Vidéos associées :
En 2012, Hugo Chávez est monté sur une estrade à Playa Grande, dans l'état de La Guaira, pour célébrer la remise de l'Urbanisme Hugo Chávez Frías, un complexe de logements construit avec la coopération turque qui promettait d'être le symbole que les plus pauvres pouvaient également avoir une vie digne.
Quatorze ans plus tard, ce même complexe est un champ de décombres après les tremblements de terre de magnitudes 7.2 et 7.5 qui ont frappé le Venezuela le 24 juin 2026.
Le correspondant de VPItv Johan Álvarez, qui a parcouru la zone mardi — 13 jours après le séisme —, a documenté l'ampleur du désastre : sur les environ 190 bâtiments de l'urbanisme, près de 80 % se sont complètement effondrés.

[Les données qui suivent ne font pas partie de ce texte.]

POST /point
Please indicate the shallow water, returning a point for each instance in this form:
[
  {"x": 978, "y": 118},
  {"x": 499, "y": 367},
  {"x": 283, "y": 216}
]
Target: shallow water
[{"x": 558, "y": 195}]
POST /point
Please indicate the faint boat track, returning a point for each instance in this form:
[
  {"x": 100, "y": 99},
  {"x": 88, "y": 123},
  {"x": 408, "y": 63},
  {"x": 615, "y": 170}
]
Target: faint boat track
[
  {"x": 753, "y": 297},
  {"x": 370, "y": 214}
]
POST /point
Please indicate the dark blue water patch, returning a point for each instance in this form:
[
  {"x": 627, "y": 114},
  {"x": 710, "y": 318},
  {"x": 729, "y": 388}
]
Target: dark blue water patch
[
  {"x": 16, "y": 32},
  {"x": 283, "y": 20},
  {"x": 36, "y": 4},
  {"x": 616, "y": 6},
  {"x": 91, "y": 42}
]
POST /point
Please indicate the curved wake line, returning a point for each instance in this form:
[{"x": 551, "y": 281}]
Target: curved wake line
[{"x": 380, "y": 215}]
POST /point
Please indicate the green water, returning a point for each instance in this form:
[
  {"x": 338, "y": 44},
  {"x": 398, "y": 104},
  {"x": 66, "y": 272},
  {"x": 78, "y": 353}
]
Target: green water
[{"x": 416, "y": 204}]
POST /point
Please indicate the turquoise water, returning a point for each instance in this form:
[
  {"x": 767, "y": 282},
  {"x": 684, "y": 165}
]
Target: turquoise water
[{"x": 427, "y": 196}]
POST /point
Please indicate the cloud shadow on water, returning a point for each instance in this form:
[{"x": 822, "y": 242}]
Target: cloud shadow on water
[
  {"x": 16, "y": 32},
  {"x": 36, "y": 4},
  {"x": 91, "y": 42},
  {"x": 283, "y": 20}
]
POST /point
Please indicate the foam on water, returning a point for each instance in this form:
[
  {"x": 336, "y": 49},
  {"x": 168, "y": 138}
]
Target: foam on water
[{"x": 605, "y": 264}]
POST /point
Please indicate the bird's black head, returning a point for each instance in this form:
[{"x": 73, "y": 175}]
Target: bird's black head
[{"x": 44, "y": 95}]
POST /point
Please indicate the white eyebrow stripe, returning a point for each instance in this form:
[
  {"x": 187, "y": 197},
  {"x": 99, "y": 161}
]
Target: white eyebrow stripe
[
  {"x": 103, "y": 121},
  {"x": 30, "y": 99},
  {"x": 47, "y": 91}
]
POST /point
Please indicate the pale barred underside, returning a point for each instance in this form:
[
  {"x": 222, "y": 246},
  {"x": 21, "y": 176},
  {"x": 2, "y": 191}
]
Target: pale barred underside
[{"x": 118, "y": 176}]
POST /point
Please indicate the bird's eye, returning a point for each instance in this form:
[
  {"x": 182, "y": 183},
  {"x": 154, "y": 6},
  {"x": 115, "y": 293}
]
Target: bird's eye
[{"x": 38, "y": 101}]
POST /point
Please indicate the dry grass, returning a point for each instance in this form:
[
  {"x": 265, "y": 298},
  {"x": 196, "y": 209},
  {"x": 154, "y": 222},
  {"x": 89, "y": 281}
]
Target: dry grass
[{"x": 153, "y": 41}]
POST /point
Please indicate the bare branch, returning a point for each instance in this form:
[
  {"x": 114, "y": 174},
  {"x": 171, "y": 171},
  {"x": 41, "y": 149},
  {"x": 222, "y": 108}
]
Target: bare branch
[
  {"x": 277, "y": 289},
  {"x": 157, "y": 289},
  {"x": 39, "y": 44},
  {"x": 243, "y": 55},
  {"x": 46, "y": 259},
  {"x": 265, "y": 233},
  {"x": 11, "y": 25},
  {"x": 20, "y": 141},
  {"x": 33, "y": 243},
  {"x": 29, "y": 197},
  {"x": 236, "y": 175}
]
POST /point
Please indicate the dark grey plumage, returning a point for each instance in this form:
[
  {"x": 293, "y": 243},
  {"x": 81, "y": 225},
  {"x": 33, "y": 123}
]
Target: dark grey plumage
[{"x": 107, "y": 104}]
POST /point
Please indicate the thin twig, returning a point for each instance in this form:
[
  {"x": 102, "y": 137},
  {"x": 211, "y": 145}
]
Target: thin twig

«Cet urbanisme de près de 190 édifices, puisque presque 80 % des constructions se sont complètement effondrées», a souligné Álvarez, qui a également averti que la construction «ne répond pas aux normes internationales» et que les édifices «ont été fortement contestés».
Le complexe, érigé par l'entreprise turque Summa dans le cadre d'un accord bilatéral signé en 2011, abritait environ 3 400 familles. Selon un reportage de Milenio Televisión, les bâtiments de quatre étages ont été construits avec des matériaux légers —polystyrène expansé, aluminium et feuilles minces— au lieu de béton et d'acier, sans fondation adéquate et sans poutres ni colonnes capables de supporter le poids de la structure.
«Vous pouvez observer comment tout cela est en plastique, il n'y a pas de fondations en dessous, pas de type de cimentation, c'est juste une très légère couche d'un matériau très fin», a décrit le reporter de Milenio TV en montrant les restes des habitations.
Lors de l'inauguration, Chávez avait salué l'œuvre comme un succès de la coopération internationale : « Grâce à la coopération avec la Turquie, qui est une entreprise turque appelée Suma, travaillant, apportant de la technologie, apportant des machines, construisant avec nous cet ensemble résidentiel, en bord de mer ».
Ce que le président de l'époque n'a pas mentionné —et ce que les enquêtes d'Armando.info documentent depuis plus d'une décennie— c'est que le projet est né d'une décision personnelle de Chávez, qui a été impressionné par les œuvres de Summa en Libye, et que les constructions n'ont jamais respecté les normes sismiques vénézuéliennes.
La promesse de logements « antisismiques » s'est révélée être l'un des mensonges les plus coûteux du chavisme. Emanuel Figueroa, résident du complexe, a perdu sa femme et sa fille lorsque l'immeuble s'est effondré.
«Ils ont assuré que ces logements allaient être robustes, car ils étaient antisismiques, et nous nous sommes fiés à cela», a déclaré Figueroa dans le reportage de Milenio TV.
Sans famille et sans foyer, Figueroa ne s'exprime plus comme un sympathisant du gouvernement. Son message est clair : « Ne croyez pas aux mots, ni aux promesses en l'air, car cela vous arrivera comme à nous. Nous avons cru et pensé que cela allait être bien alors que c'était mauvais, c'était catastrophique. Et les plus pauvres se retrouvent à nouveau sans maison et la plupart sans famille. »
Le collapse de l'Urbanisme Hugo Chávez a également rouvert le débat sur les contrats de l'homme d'affaires Alex Saab avec la Grande Mission Habitat Venezuela, un programme qui, selon un reportage d'Infobae, était lié à des contrats millionnaires avec des irrégularités documentées.
Le bilan officiel du tremblement de terre a fait état de plus de 3 500 morts et 16 740 blessés, tandis que l'ONU a estimé à plus de 50 000 le nombre de disparus. À La Guaira, la zone la plus touchée, plus de 17 000 personnes se sont retrouvées sans logement après l'effondrement de 250 bâtiments.